Does Reazon support Prolog-style database queries?

Not directly, but it’s possible to simulate them. In Prolog, a goal is a predicate applied to some arguments, and a predicate is defined by a set of one or more clauses, where a clause is list of one or more goals. A fact is a clause consisting of a single goal and a rule is a clause consisting of two or more goals. The first goal of a rule is called the head and the rest are collectively called the body. (Actually, we can simply define a fact as a rule with an empty body). The head of a rule holds when each goal in its body does, and a predicate holds when any of its clauses do.

Now, suppose we want to define the predicate likes [fn:4]. There are some primitive facts about who likes whom:

likes(kim, robin)
likes(sandy, lee)
likes(sandy, kim)
likes(robin, cats)
likes(?x, ?x)

And there are some rules extending the likes predicate:

likes(sandy, ?x) :- likes(?x, cats)
likes(kim, ?x) :- likes(?x, lee), likes(?x, kim)
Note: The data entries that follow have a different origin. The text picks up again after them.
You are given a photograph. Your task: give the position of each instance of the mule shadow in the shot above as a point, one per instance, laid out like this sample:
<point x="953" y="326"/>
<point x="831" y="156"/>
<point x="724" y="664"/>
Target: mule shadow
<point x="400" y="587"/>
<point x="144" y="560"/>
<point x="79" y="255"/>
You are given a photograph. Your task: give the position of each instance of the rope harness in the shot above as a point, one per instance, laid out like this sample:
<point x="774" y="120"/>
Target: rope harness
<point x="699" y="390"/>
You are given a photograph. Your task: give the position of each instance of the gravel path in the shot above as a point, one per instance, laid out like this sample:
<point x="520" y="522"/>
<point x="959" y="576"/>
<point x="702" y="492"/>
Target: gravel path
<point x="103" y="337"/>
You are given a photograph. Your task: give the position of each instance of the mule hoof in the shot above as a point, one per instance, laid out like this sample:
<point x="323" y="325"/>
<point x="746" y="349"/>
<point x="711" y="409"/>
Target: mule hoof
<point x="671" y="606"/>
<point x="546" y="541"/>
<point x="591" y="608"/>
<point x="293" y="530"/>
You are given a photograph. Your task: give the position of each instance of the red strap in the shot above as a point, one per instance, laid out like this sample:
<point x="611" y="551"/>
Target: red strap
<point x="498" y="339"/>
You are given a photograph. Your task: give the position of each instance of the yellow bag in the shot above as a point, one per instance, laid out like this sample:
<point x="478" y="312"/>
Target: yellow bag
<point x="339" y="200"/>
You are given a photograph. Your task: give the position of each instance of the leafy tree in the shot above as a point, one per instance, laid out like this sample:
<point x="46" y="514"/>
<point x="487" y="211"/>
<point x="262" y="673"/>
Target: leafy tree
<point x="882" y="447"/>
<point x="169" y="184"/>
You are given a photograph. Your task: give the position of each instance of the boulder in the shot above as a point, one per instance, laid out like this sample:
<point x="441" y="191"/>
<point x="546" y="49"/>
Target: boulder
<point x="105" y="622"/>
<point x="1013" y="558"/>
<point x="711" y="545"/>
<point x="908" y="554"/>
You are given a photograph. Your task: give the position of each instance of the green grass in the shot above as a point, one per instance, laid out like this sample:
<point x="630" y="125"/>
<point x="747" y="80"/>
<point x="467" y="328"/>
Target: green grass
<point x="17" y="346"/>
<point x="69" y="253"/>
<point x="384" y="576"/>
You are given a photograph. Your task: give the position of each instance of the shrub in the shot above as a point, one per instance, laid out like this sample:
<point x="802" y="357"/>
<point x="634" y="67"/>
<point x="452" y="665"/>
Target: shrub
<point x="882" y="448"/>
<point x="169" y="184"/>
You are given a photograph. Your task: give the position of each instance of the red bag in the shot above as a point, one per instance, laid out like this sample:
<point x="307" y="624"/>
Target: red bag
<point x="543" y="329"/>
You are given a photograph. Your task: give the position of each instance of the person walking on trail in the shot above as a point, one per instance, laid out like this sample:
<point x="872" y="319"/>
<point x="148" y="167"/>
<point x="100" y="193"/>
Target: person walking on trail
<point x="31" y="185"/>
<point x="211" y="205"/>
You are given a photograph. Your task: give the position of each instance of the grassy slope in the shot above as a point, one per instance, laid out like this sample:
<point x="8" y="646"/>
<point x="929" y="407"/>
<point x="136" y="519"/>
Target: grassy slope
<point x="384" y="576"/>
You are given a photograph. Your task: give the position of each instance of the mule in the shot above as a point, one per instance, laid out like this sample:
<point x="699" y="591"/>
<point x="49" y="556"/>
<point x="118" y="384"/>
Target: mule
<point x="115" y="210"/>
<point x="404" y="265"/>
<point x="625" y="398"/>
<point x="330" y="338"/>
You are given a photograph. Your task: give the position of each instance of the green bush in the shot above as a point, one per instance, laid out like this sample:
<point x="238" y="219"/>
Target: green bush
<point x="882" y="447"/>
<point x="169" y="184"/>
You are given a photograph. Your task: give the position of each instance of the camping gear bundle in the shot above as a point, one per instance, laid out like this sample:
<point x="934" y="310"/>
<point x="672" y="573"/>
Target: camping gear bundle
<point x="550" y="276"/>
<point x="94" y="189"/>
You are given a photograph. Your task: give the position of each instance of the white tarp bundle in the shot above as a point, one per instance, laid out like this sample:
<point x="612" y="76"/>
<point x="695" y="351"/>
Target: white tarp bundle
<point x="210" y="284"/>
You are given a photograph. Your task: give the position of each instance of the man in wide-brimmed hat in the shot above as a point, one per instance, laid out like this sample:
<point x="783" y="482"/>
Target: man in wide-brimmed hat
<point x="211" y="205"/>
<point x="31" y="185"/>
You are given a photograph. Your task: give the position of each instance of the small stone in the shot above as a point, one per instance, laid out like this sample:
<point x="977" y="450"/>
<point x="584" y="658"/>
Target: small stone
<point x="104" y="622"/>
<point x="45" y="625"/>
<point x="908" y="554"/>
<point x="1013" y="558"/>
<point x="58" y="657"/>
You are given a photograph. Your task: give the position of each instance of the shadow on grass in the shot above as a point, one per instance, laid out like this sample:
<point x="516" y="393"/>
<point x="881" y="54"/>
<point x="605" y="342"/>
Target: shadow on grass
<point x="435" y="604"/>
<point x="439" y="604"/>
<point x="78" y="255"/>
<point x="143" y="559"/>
A predicate holds when any of its clauses do, and a clause holds when each goal in its body does. Thus the truth of a predicate is defined by a disjunction of conjunctions. Well, that’s exactly what conde does!

(reazon-defrel likes (a b)
   ((reazon-== a 'kim) (reazon-== b 'robin))
   ((reazon-== a 'sandy) (reazon-== b 'lee))
   ((reazon-== a 'sandy) (reazon-== b 'kim))
   ((reazon-== a 'robin) (reazon-== b 'cats))
   ((reazon-fresh (x)
      (reazon-== a 'sandy)
      (reazon-== b x)
      (likes x 'cats)))
   ((reazon-fresh (x)
      (reazon-== a 'kim)
      (reazon-== b x)
      (likes x 'lee)
      (likes x 'kim)))
   ((reazon-fresh (x)
      (reazon-== a x)
      (reazon-== b x)))))

Defining a predicate in this way makes it inconvenient to update it with new rules and facts, but it is nonetheless logically sufficient.

See the test file test/reazon-test-prolog.el for an extended example involving a personnel records database.

I tried adding some numbers in a query and I got a type error.

Working with numbers in Reazon is not straightforward. Here’s something you might think of doing:

(reazon-run* (x y)
  (reazon-== x 5)
  (reazon-== y (+ x 1)))

A type error will be raised when (+ x 1) is evaluated. This is because x is not 5, but rather a logic variable bound to 5. + can’t operate on logic variables, so a type error is raised.

One way around this is to encode numbers as lists, but that requires a lot of machinery and is overkill for a lot of simple math problems. Another way is to use project to get at the value bound to a variable. This

(reazon-run* (x y)
  (reazon-== x 5)
  (reazon-project (x)
    (reazon-== y (* x x))))

will yield =’((5 25))=. But project is an impure operator, in that the value of a project expression depends on the ordering of clauses. Switching the clauses in the previous example will cause a type error to be raised.

(reazon-run* (x y)
  (reazon-project (x)
    (reazon-== y (* x x)))
  (reazon-== x 5))

Impure operators are generally frowned upon in logic programming for basically the same reasons that mutable state is frowned upon in functional programming, and so project should generally be avoided unless absolutely necessary.


[fn:1] This example is used by every introduction to logic programming I’ve ever seen, including those for Prolog.

[fn:2] This is SICP exercise 4.42.

[fn:3] See the Emacs Lisp Style Guide.

[fn:4] This example comes from the logic programming chapter of PAIP.